Reid plans to block Republican NRC nominee
WASHINGTON -- Warming up for new political hardball, Sen. Harry Reid, D-Nev., plans to block confirmation of a Republican to the Nuclear Regulatory Commission until he is able to extend the term of a Democrat at the same time, officials said Tuesday.
Kristine L. Svinicki appeared before the Senate Environment and Public Works Committee as the nominee to fill a Republican vacancy on the commission that oversees safety operations at nuclear plants.
The five-member panel also might decide in the next four to five years whether a nuclear waste repository should be licensed at Yucca Mountain, 100 miles northwest of Las Vegas.
But the Senate committee's chairman, Barbara Boxer, D-Calif., said at the outset of the meeting that Svinicki's confirmation will be held up until the White House agrees to a new five-year term for Gregory Jaczko, a commissioner who once worked as Reid's science adviser and top aide on Yucca Mountain issues.
Jaczko's term expires June 30, 2008. In an April 10 letter to President Bush, Reid proposed that Bush renominate Jaczko to a new five-year term.
"Senator Reid has a great interest in what happens on the NRC," Boxer said. "He is particularly concerned about Yucca Mountain. He has been trying to get Greg Jaczko renominated since April."
Reid, a chief opponent of the Yucca Mountain Project, has a history of hardball when it comes to the NRC. In 2004, he blocked Senate action on more than 175 Bush appointments until the president agreed to place Jaczko on the nuclear panel.
Svinicki is a Senate staff member who specializes in nuclear weapons issues on the Armed Services Committee. Formerly she worked as a nuclear policy adviser for Sen. Larry Craig R-Idaho, who is supportive of the Yucca project.
From May 1994 until June 1998, Svinicki worked as a general engineer and a nuclear engineer in the Energy Department's Office of Civilian Radioactive Waste Management, which manages the Yucca project.
Questioned by Boxer, Svinicki said she worked in Washington, and not in Las Vegas. She said she was involved in nuclear waste transportation packaging. Later she inventoried Defense Department nuclear waste that might someday be buried at an underground site.

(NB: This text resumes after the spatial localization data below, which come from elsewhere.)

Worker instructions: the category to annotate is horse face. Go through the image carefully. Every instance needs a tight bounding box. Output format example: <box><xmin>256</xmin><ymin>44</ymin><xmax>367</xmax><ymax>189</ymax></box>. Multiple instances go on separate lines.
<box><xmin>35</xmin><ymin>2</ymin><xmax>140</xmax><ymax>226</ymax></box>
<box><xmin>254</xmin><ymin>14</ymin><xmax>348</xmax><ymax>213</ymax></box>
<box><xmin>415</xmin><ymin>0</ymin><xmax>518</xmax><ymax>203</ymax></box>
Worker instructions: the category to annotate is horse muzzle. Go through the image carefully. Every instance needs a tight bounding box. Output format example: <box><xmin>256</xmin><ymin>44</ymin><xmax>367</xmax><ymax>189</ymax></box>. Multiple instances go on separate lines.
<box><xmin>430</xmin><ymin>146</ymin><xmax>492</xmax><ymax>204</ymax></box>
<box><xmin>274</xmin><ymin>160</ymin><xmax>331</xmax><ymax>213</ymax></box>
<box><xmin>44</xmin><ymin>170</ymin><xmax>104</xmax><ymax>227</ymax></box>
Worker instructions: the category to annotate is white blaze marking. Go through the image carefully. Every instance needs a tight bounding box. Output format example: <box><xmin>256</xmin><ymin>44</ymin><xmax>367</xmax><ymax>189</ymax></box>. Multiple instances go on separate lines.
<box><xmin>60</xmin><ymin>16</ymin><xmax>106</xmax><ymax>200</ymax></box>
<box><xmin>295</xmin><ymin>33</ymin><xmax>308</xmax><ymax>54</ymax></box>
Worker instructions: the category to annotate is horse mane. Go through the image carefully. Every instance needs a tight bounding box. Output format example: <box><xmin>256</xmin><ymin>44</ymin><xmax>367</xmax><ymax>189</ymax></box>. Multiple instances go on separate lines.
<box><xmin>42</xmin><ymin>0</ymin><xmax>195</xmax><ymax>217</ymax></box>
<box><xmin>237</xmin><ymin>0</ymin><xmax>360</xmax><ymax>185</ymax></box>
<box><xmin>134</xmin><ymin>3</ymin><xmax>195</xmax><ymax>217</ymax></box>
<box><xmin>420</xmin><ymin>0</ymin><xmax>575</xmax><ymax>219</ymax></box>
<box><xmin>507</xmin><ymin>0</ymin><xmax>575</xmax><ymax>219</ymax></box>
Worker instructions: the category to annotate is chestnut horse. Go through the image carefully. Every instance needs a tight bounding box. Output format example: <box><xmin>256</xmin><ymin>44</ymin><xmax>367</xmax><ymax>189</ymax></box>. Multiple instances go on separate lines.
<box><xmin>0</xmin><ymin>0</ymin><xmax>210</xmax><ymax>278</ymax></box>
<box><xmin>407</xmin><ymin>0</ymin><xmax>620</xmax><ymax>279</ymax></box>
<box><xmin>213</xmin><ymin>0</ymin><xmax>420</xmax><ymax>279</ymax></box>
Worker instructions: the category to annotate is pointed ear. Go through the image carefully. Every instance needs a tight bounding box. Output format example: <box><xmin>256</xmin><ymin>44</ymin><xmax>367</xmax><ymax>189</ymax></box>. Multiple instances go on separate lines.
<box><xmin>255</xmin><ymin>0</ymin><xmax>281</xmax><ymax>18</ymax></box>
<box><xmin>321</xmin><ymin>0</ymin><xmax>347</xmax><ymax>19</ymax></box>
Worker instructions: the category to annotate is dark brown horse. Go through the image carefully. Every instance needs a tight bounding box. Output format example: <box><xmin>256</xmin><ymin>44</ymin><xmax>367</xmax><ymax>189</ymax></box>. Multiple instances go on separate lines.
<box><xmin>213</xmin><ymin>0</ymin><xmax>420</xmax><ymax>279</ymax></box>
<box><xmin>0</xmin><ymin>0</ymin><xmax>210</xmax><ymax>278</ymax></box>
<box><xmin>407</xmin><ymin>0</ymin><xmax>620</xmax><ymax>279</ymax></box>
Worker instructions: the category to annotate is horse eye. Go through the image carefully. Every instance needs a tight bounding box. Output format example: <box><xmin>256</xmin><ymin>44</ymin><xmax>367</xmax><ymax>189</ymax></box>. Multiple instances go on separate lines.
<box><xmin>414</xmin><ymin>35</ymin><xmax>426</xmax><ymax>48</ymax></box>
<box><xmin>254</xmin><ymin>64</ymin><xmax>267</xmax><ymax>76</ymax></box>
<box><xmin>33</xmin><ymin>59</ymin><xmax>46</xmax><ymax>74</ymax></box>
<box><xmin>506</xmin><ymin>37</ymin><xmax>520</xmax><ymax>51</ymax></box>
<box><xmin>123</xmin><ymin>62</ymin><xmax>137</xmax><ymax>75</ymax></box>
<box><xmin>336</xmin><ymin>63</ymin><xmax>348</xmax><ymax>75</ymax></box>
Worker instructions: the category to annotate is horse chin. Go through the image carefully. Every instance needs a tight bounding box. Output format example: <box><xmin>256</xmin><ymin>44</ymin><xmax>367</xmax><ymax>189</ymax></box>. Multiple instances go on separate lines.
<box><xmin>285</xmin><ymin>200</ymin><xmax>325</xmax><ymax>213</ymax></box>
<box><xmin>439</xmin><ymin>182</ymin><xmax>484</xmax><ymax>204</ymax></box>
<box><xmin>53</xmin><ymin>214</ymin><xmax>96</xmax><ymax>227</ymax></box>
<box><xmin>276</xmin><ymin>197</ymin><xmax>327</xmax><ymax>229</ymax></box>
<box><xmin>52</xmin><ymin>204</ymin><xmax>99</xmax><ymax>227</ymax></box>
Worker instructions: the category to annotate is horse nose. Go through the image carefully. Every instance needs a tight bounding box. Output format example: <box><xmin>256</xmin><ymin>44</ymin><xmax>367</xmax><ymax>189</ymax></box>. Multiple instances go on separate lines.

Svinicki was not asked and did not offer an opinion on the Yucca project during her confirmation hearing.
Neither Reid nor Sen. John Ensign, R-Nev., have met with the nominee yet, aides said.
Boxer said Reid, the Senate majority leader, wants to move Svinicki and Jaczko in tandem through Senate confirmation.
"We just need some balance here," Boxer said.
A Reid spokesman confirmed the Nevada senator plans to hold up Svinicki until Bush renominates Jaczko.
"Svinicki's nomination will be considered by the full Senate when that balance is achievable," spokesman Jon Summers said.